American consumers keep buying stuff, driving solid growth through the first half of the year. On Friday, the Commerce Department reported that consumption spending rose a healthy 0.4% in May (with a 0.5% rise in personal income).
But American businesses are sounding a more pessimistic note, pointing to softer growth ahead, or even contraction. Trade wars and the fading impact of the 2017 corporate tax cuts seem to be holding back businesses’ investment intentions.
Perhaps most worrisome, indications about the future are looking gloomy. Numerous surveys of industrial activity have declined in their most recent readings, suggesting that manufacturing companies in particular are entering hard times.
The result is that American consumers are carrying the burden of keeping the economy out of a significant slump or recession.
For the quarter that ended Sunday, for example, the economic research firm Macroeconomic Advisers projects that personal consumption will have risen at a 3.7% annual rate, while business spending on structures and equipment will have fallen at annualized rates of 4.6% and 4.4%.
Those and other forces, in those estimates, suggest moderate economic growth, a net 2% rate.
There were tentative signs of trade peace between the United States and China last weekend that could improve the outlook for businesses. But as the expansion reaches the decade mark and becomes the longest on record — a milestone reached Monday, assuming the economy doesn’t turn out to already be in recession — the disconnect between the consumer side of the economy and the corporate side will eventually end in convergence.
The big question for the economy in 2020 is just how this will occur.
In the more optimistic view, the challenges facing the corporate sector turn out to be temporary — perhaps a cooling of trade tensions helps — and demand from domestic consumers soon returns businesses to a more expansionary mode.
In a more pessimistic one, slumping business confidence and the cost of trade wars cause employers to pull back on hiring. A softer job market causes workers to become more cautious about their spending and an overall economic slump results.
“We’re expecting a gradual cooling in the economy,” said Lydia Boussour, senior economist at Oxford Economics. “One concern is that trade uncertainty could filter through to lower consumer and business confidence so that you start seeing a feedback loop that slows the economy more significantly.”
There is some evidence that the pessimistic outcome could be on the way. The latest readings on the labor market showed a significant slowdown in job creation in May, and the rate of growth in wages also seems to have slowed.
Surveys of consumers are showing some warning signs too. On Friday, the University of Michigan’s consumer sentiment survey showed that Americans’ expectations for the future fell substantially in June. Its index was 89.3, down from 93.5 in May. The Conference Board’s consumer confidence survey showed an even sharper decline in June from the month before.
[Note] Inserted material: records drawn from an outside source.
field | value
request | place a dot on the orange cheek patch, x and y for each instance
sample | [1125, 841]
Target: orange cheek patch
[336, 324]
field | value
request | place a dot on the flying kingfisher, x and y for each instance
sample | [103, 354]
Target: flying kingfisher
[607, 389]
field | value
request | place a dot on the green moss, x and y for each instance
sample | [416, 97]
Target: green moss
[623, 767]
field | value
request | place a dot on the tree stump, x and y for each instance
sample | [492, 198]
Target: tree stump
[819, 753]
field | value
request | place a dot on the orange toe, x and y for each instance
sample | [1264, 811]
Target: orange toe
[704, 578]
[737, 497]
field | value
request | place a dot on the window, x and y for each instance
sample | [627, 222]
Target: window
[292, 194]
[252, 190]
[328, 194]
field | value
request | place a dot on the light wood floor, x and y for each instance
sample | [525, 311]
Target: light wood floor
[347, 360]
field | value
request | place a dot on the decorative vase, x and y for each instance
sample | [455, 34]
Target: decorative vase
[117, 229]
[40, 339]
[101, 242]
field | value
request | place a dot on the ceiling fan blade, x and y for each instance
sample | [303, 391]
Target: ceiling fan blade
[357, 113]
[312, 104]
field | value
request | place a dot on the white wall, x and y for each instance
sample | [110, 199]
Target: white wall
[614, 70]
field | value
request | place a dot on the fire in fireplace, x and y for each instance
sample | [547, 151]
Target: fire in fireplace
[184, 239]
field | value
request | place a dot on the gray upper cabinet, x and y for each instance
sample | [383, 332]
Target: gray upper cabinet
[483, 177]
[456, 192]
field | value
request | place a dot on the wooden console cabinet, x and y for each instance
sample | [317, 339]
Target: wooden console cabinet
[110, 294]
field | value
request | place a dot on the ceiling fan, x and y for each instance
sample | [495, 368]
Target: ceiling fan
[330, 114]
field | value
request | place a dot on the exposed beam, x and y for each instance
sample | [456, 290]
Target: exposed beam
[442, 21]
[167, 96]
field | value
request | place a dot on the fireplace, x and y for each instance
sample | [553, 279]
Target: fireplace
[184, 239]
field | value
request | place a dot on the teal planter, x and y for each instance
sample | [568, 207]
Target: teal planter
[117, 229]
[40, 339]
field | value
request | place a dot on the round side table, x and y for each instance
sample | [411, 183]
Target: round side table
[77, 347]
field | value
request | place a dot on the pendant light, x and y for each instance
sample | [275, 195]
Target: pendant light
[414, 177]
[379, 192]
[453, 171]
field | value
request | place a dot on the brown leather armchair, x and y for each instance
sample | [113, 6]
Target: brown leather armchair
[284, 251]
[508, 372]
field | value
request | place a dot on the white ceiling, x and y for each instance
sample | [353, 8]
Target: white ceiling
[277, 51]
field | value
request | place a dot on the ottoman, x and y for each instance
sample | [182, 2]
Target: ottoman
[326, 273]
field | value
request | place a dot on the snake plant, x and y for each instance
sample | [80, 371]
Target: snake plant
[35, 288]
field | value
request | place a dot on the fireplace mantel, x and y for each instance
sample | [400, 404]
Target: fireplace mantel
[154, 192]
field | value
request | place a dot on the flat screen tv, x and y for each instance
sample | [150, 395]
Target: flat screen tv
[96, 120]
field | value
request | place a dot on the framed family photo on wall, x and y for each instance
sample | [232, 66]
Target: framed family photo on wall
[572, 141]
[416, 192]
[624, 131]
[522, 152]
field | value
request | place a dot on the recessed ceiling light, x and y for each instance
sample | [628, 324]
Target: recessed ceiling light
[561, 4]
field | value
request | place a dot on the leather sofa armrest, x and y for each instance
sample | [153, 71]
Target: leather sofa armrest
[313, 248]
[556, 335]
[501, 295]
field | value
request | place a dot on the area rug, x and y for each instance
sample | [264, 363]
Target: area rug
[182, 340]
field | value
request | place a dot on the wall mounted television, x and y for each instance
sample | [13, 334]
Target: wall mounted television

The case for optimism comes from the most recent developments in financial markets and the Federal Reserve.
At the start of June, the Fed intended to leave rates unchanged. But over the course of the month, as the businesscentric economic data softened and bond markets increasingly pointed toward a substantial slowdown in the near future, the central bank undertook a major pivot.
Now, the Fed is poised to cut interest rates, perhaps as soon as late July. As it signaled those plans, financial markets moved in ways that encourage consumers.